You can create multiple Clusters of the same type to isolate different workloads.
Basic configurations
- Name: The name by which to identify the Cluster.
- Cluster Type: Select from the following Cluster types. This cannot be changed after creation.
- Managed: Run Flows to ingest data and Table Services to optimize your tables.
- SQL: Run SQL workloads on the Quanton engine. Submit queries through a JDBC Endpoint or the Onehouse SQL Editor.
- Spark: Create and run Jobs to execute Apache Spark code in Python, Java, or Scala on the Quanton engine.
- Open Engines: Deploy open-source compute engines on Onehouse infrastructure with Open Engines. Supported engines: Trino, Apache Flink, and Ray.
- Notebook (beta feature): Deploy a Jupyter notebook on Onehouse infrastructure to run interactive PySpark workloads on the Onehouse Quanton engine.
- LakeBase (beta feature): Run fast, interactive SQL queries on your data lakehouse with automatic scaling and low-latency query execution.
OCU configurations
Specify OCU limits to constrain the min/max Onehouse Compute Units (OCU) the Cluster will use per hour. This will determine the how many instances the Cluster can use, based on the hourly OCU cost of your selected instance type(s).
- Max OCU / Hour: Maximum OCU the Cluster will use per hour.
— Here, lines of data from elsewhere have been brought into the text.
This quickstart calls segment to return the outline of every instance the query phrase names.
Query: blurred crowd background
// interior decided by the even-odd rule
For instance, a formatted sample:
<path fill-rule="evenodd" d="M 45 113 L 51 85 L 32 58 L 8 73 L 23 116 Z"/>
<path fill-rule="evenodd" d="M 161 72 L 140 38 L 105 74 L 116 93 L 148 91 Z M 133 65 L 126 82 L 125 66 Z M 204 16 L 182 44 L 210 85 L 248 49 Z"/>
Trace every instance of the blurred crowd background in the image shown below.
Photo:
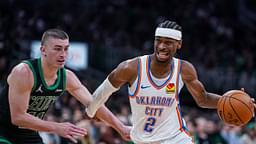
<path fill-rule="evenodd" d="M 183 27 L 177 57 L 192 62 L 210 92 L 245 88 L 256 92 L 255 0 L 1 0 L 0 90 L 10 69 L 30 58 L 30 43 L 49 28 L 61 28 L 71 41 L 89 46 L 88 68 L 75 71 L 93 92 L 121 61 L 153 52 L 154 31 L 164 20 Z M 215 110 L 200 109 L 183 89 L 183 116 L 196 144 L 255 144 L 253 119 L 244 127 L 223 124 Z M 131 125 L 127 89 L 113 94 L 107 106 Z M 102 122 L 89 119 L 84 107 L 65 93 L 46 119 L 71 121 L 89 130 L 81 144 L 125 144 Z M 47 144 L 67 140 L 42 133 Z"/>

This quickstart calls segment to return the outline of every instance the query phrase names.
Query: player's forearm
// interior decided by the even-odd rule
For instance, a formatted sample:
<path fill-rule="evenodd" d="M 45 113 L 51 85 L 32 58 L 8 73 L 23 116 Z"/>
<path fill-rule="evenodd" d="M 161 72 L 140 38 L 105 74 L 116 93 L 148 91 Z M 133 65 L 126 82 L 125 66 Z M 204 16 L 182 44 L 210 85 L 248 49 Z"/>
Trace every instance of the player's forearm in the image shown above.
<path fill-rule="evenodd" d="M 204 102 L 201 104 L 201 107 L 213 109 L 217 108 L 218 100 L 221 97 L 220 95 L 206 92 L 204 97 L 205 99 Z"/>
<path fill-rule="evenodd" d="M 12 123 L 21 128 L 35 131 L 53 132 L 56 122 L 44 121 L 28 113 L 12 116 Z"/>
<path fill-rule="evenodd" d="M 104 82 L 96 89 L 93 93 L 93 101 L 89 104 L 86 109 L 86 113 L 89 117 L 93 117 L 96 111 L 105 104 L 109 96 L 117 91 L 118 88 L 115 88 L 111 82 L 106 78 Z"/>
<path fill-rule="evenodd" d="M 107 109 L 105 106 L 102 106 L 98 109 L 98 111 L 96 112 L 96 117 L 118 132 L 120 132 L 121 129 L 124 127 L 124 124 L 116 116 L 114 116 L 113 113 L 110 112 L 109 109 Z"/>

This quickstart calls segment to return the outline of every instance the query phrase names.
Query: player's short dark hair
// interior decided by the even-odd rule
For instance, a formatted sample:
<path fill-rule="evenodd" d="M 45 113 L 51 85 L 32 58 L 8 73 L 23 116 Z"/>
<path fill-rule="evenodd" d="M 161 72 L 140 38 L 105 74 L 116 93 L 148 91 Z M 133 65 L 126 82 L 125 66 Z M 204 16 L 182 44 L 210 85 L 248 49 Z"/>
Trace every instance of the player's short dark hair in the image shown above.
<path fill-rule="evenodd" d="M 42 39 L 41 39 L 41 45 L 44 45 L 48 38 L 57 38 L 57 39 L 69 39 L 69 36 L 66 32 L 60 29 L 48 29 L 44 32 Z"/>
<path fill-rule="evenodd" d="M 175 30 L 182 31 L 182 27 L 180 25 L 178 25 L 174 21 L 169 21 L 169 20 L 165 20 L 164 22 L 160 23 L 158 25 L 158 27 L 159 28 L 170 28 L 170 29 L 175 29 Z"/>

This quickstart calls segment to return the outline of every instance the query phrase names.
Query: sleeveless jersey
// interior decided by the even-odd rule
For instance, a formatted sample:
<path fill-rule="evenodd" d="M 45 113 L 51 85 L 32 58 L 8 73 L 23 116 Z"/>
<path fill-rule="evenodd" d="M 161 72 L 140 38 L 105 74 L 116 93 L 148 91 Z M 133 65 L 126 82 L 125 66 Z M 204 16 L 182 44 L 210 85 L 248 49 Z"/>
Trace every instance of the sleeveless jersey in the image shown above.
<path fill-rule="evenodd" d="M 41 59 L 26 60 L 23 63 L 29 66 L 34 76 L 27 113 L 43 119 L 48 108 L 65 91 L 66 70 L 60 68 L 55 83 L 47 86 L 43 76 Z M 0 137 L 4 137 L 15 144 L 42 143 L 38 132 L 17 127 L 11 123 L 8 88 L 7 84 L 0 95 Z"/>
<path fill-rule="evenodd" d="M 170 74 L 159 85 L 150 72 L 150 57 L 139 57 L 137 79 L 128 88 L 133 123 L 131 138 L 136 143 L 170 139 L 186 129 L 178 96 L 183 87 L 181 60 L 173 58 L 170 66 Z"/>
Set this to manage your costs.
- Min OCU / Hour: Minimum OCU the Cluster will use per hour. Set this higher if you need to keep the Cluster warm.
Setting Max OCU for your Clusters can help you confidently keep costs under a budget. If your data volumes or complexity of the workload change and your Cluster usage hits its Max OCU, the Cluster will not continue scaling up. This may lead to delays in data processing, so it is important to consider how your workloads grow or fluctuate.